To date, Rob Ford’s tactics are mimicking Mike Harris and Gordon Campbell.
by Gordon Sova (gordon.sova@thomsonreuters.com)
This morning’s Toronto Star has an op-ed cartoon of Mayor Rob Ford as the new sheriff in the western town. He is drinking shots from a jug called “honeymoon”. Through the saloon window, the reader can see an approaching armed gang labeled “unions”.
So far, Ford has been working from the Mike Harris–Gordon Campbell playbook: act quickly and decisively, don’t bother with consultation and don’t give the opposition time to organize. However, Ford’s latitude to work this way is much more restricted than a provincial premier’s.
For example, he has just “killed” the metro public transportation plan that was developed by Toronto, the GTA municipalities and the provincial government. He plans to ask the same government to declare the Toronto Transit Commission an essential service. Queen’s Park, which has been polite to date, may not be in a hurry to go out on a limb for him by making just one public transit system in the province essential. Especially after he has embarrassed them and left them holding the bag for a number of supplier contracts that may have to be broken.
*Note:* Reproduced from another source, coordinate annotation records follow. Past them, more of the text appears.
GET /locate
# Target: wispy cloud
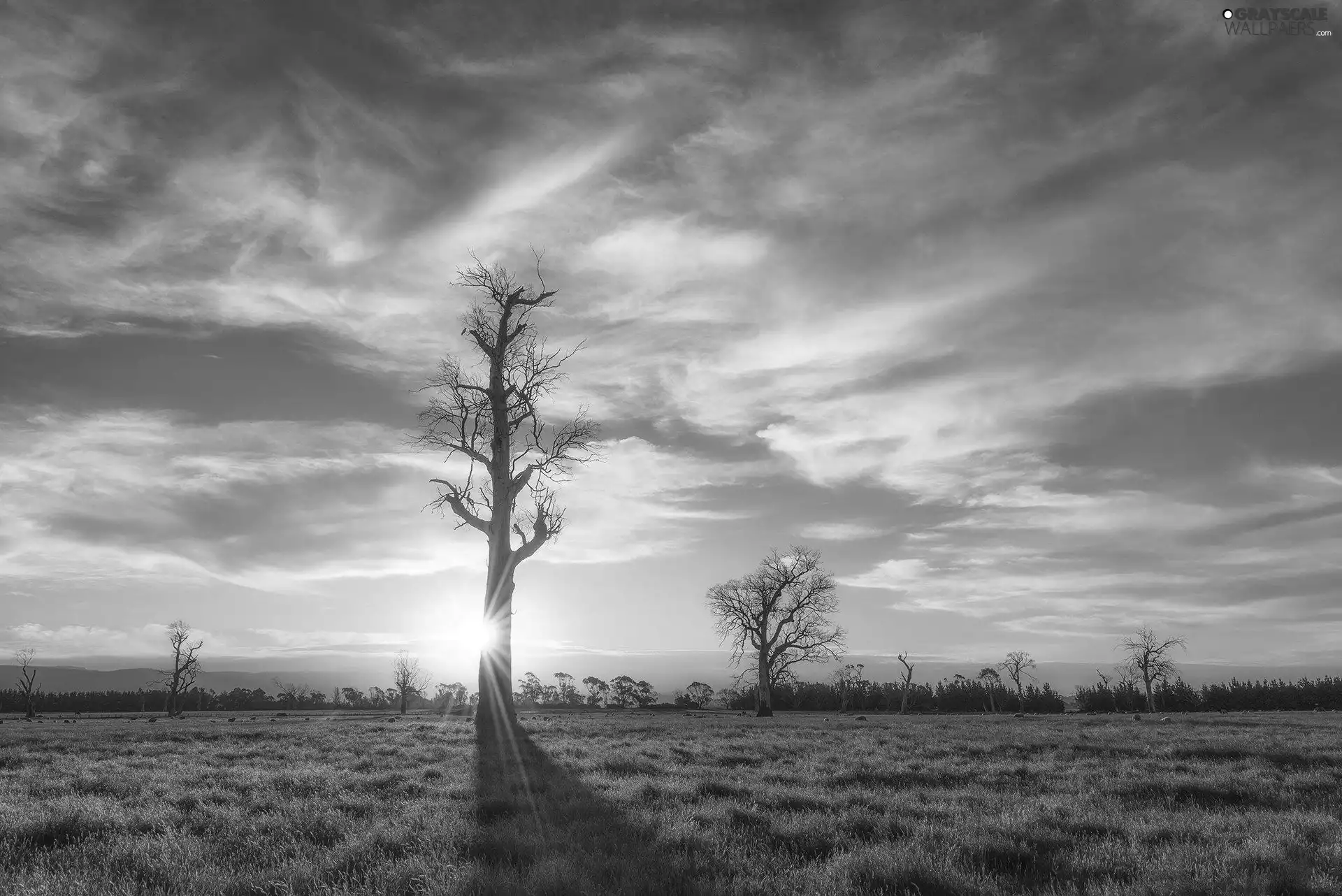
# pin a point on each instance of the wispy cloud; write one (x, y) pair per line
(1006, 302)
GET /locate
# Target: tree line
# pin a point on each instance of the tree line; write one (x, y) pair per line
(1228, 697)
(486, 412)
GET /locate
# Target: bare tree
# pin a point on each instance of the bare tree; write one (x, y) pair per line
(780, 614)
(988, 675)
(1104, 681)
(185, 665)
(598, 691)
(27, 681)
(1148, 659)
(700, 694)
(408, 678)
(291, 695)
(493, 420)
(1018, 665)
(906, 683)
(568, 693)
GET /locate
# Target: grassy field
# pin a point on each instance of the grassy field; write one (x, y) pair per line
(656, 804)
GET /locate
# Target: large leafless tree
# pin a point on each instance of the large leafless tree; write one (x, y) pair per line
(992, 680)
(1146, 659)
(408, 678)
(779, 616)
(27, 681)
(1018, 665)
(185, 665)
(491, 416)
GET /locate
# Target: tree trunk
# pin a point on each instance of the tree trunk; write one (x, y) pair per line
(496, 679)
(764, 697)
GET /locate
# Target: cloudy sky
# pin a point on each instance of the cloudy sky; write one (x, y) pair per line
(1028, 317)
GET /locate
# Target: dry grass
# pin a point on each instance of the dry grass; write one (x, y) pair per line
(654, 804)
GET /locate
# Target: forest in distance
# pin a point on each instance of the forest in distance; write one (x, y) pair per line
(948, 697)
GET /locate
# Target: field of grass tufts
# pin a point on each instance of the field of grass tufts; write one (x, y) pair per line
(674, 804)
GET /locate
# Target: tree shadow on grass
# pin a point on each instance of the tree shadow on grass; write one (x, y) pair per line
(542, 830)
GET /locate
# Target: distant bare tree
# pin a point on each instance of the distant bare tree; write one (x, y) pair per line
(567, 691)
(780, 616)
(1148, 659)
(988, 675)
(291, 695)
(1104, 681)
(1018, 665)
(27, 681)
(185, 665)
(493, 420)
(700, 694)
(408, 678)
(598, 691)
(906, 683)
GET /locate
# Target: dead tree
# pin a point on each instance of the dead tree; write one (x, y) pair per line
(1018, 665)
(185, 665)
(988, 675)
(1148, 659)
(27, 681)
(410, 679)
(780, 616)
(905, 684)
(491, 419)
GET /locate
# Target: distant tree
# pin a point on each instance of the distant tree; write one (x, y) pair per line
(1018, 665)
(905, 681)
(565, 691)
(450, 697)
(185, 665)
(990, 681)
(290, 695)
(779, 616)
(644, 694)
(1148, 659)
(493, 420)
(623, 691)
(29, 686)
(531, 690)
(598, 690)
(849, 680)
(700, 694)
(408, 678)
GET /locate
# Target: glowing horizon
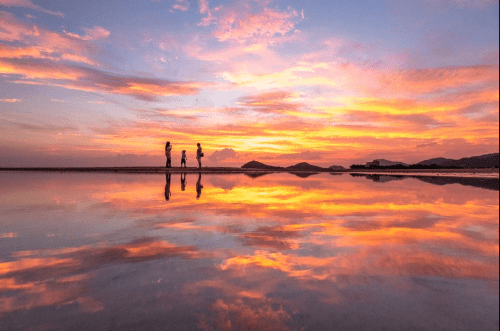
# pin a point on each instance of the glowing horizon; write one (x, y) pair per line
(280, 82)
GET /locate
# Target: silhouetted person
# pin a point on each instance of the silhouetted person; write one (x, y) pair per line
(183, 181)
(199, 154)
(168, 154)
(198, 186)
(167, 187)
(183, 158)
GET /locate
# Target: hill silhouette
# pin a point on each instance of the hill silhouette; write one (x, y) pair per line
(304, 166)
(482, 161)
(335, 167)
(436, 161)
(259, 165)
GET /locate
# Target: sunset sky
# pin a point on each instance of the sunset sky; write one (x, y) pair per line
(107, 83)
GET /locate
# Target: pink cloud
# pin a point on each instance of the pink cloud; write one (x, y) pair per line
(181, 5)
(10, 100)
(242, 22)
(85, 79)
(29, 4)
(271, 102)
(94, 33)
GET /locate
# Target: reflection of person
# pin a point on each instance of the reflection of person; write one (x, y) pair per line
(183, 158)
(167, 186)
(198, 186)
(168, 154)
(199, 154)
(183, 181)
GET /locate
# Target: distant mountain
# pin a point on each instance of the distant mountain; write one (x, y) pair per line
(304, 174)
(436, 161)
(482, 161)
(259, 165)
(304, 166)
(334, 167)
(387, 163)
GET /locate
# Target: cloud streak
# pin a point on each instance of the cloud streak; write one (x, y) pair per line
(30, 5)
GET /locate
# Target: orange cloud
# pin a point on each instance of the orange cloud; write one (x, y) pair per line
(271, 102)
(439, 79)
(81, 78)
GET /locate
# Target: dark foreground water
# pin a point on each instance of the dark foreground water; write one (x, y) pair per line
(232, 252)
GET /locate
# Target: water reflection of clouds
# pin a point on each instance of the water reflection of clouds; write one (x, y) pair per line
(59, 276)
(269, 246)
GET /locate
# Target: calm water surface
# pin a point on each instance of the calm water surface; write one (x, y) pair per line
(232, 252)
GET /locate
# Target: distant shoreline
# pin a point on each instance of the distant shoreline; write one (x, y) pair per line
(476, 172)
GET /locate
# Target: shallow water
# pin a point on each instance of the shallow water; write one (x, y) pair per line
(232, 252)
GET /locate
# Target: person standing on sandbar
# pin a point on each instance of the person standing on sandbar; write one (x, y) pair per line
(199, 154)
(168, 154)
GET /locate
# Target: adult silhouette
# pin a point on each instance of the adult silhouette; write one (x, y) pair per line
(167, 186)
(199, 154)
(168, 154)
(183, 181)
(198, 186)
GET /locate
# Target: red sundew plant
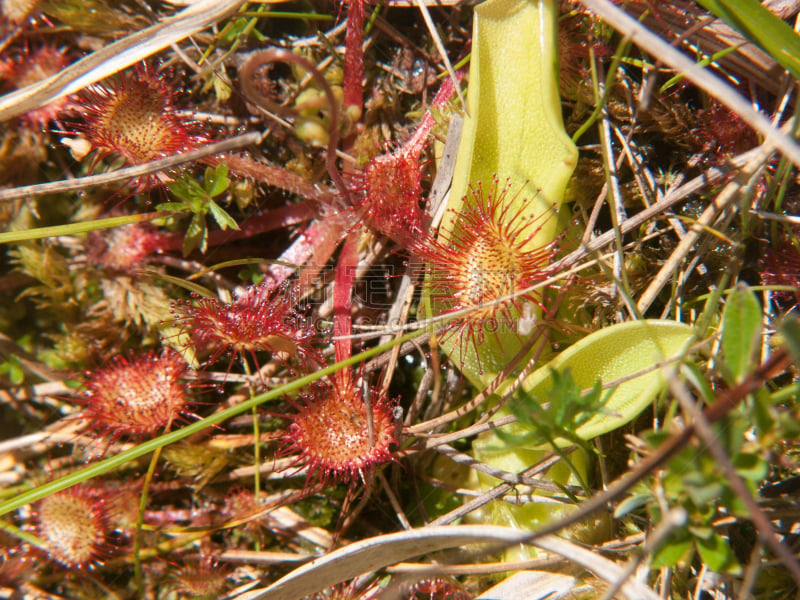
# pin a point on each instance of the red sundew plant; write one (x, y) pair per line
(263, 319)
(137, 396)
(132, 117)
(75, 527)
(32, 66)
(123, 248)
(486, 256)
(330, 433)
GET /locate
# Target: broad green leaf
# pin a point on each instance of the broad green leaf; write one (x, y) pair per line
(514, 132)
(611, 354)
(741, 331)
(758, 24)
(216, 180)
(630, 353)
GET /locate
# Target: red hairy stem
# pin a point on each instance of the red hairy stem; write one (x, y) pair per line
(342, 304)
(354, 55)
(280, 55)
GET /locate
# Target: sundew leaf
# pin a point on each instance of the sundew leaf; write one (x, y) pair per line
(514, 132)
(628, 353)
(741, 331)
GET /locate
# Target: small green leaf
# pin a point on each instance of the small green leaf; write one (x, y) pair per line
(675, 549)
(196, 235)
(741, 331)
(751, 467)
(631, 504)
(223, 219)
(216, 180)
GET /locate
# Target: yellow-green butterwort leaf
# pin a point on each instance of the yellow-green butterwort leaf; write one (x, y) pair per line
(514, 134)
(628, 352)
(759, 25)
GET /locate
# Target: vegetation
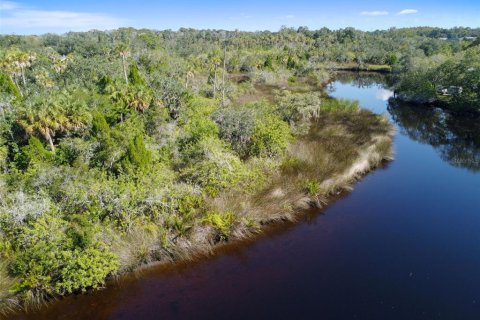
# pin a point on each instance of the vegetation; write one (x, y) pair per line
(130, 146)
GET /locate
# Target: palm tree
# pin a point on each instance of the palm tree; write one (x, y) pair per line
(190, 75)
(57, 113)
(41, 122)
(123, 51)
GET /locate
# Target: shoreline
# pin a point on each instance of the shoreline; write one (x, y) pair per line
(369, 158)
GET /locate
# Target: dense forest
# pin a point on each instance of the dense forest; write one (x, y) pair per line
(125, 147)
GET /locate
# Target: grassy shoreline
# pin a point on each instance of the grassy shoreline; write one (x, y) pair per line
(337, 151)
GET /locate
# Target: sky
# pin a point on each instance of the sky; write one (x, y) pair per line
(43, 16)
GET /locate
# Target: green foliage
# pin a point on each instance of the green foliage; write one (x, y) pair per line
(134, 76)
(137, 155)
(312, 187)
(8, 86)
(33, 153)
(213, 167)
(236, 127)
(222, 222)
(49, 261)
(270, 137)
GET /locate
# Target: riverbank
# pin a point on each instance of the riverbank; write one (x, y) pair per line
(339, 148)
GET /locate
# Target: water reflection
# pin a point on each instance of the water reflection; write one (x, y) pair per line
(383, 94)
(455, 138)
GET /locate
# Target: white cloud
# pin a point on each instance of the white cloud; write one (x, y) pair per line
(408, 11)
(18, 17)
(8, 5)
(374, 13)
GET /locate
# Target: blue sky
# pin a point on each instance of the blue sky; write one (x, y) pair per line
(36, 17)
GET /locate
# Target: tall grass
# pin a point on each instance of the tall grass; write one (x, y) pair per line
(7, 302)
(338, 149)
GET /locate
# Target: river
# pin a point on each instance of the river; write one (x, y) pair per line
(405, 244)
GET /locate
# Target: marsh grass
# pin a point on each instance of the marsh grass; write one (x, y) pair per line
(8, 302)
(339, 148)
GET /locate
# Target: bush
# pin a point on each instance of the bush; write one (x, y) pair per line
(222, 223)
(236, 127)
(270, 137)
(48, 261)
(213, 168)
(312, 187)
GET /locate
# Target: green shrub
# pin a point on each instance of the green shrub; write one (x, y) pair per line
(138, 156)
(48, 260)
(312, 187)
(270, 137)
(213, 168)
(236, 127)
(222, 223)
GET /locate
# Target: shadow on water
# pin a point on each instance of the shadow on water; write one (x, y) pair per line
(455, 138)
(403, 245)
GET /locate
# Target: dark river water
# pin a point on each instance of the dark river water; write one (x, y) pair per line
(405, 244)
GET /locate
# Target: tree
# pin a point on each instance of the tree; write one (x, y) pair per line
(123, 51)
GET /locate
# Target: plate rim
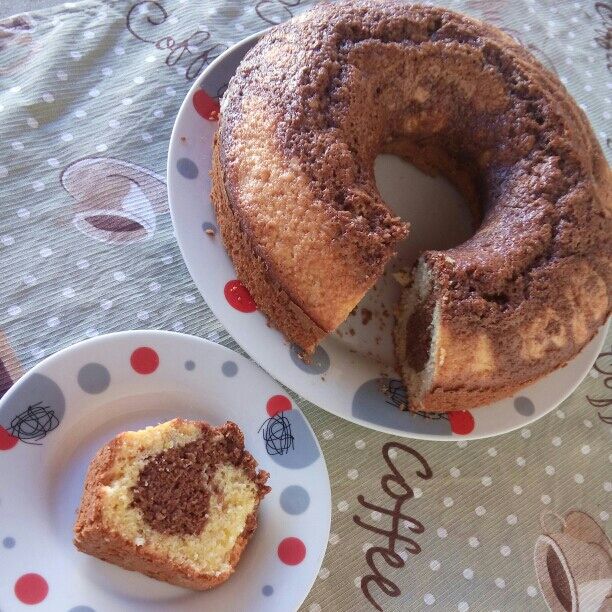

Then, Ford intends to contract out garbage collection. In that, he will certainly have a battle on his hands, one that will unite all his enemies. The fight will not be short and sharp. If he intends to initiate that quickly, it will also fall during the preparation of the 2011 budget, which Ford has begun early.
This could get very messy. And ending the “gravy train” might not generate the massive tax savings Ford has been trumpeting.
He has been treating his 47% plurality as a decisive referendum to act as he wishes. Union opposition is unlikely to eat far into his base of support, but a failure to find enough fat in the budget to allow him to cut property taxes definitely will.
The contract between the TTC and the Amalgamated Transit Union expires in three months; those with CUPE for inside and outside workers at the end of 2011. The dilemma facing Ford is whether to continue the Harris-Campbell strategy and take on the unions now (while also balancing the budget) or to face his challenges one at a time. The latter might be a wiser option, allowing him to rebuild through union-bashing what he will probably lose in support through failing to slash the city budget without service cuts. But the timing of the expiries may not give him a choice.